Campsites in August will be busy as will Aires. Nearly every town has a municipal campsite at a much lower cost than a normal campsite and many are lovely.

You have a big advantage with a little VW as it will get under height barriers and open up all sorts of opportunities that larger motorhomes cant get to.

I would recommend you get a 20 litre extra water carrier with a tap to add to the small container most VW's have. We have 120 litres on board but still carry an extra 20 litre backup.

Do your research and this is the best place to start and you will have a fab time.

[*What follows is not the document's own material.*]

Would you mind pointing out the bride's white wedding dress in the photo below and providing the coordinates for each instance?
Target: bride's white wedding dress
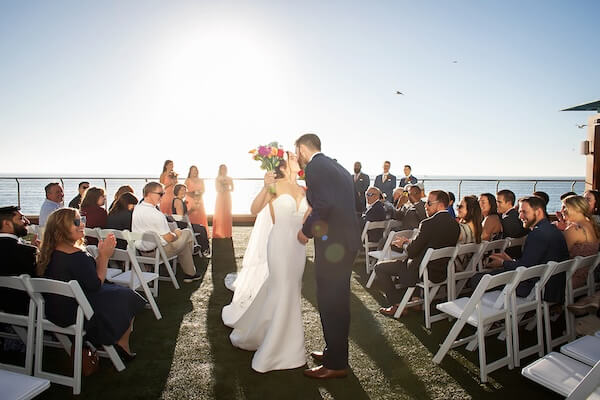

I love the VW's me and my pals were out in one last night for a wild Saturday night out on the town. We have been to 17 Scottish islands in it. I have a 6 berth myself but nothing makes me smile as much as when we go on a road trip in the old VW. Yours looks fantastic.

If I think of anything else I will post it.

Regards
Barry


----------



## Sizer1 (Jul 11, 2010)

Thanks for that, the link is spot on and will come in handy.

TBH the route was created by someone on another forum, we have no knowledge of France, 10 days and thats what they came up with. We probably wont stick to it to the letter but its certainly a good start.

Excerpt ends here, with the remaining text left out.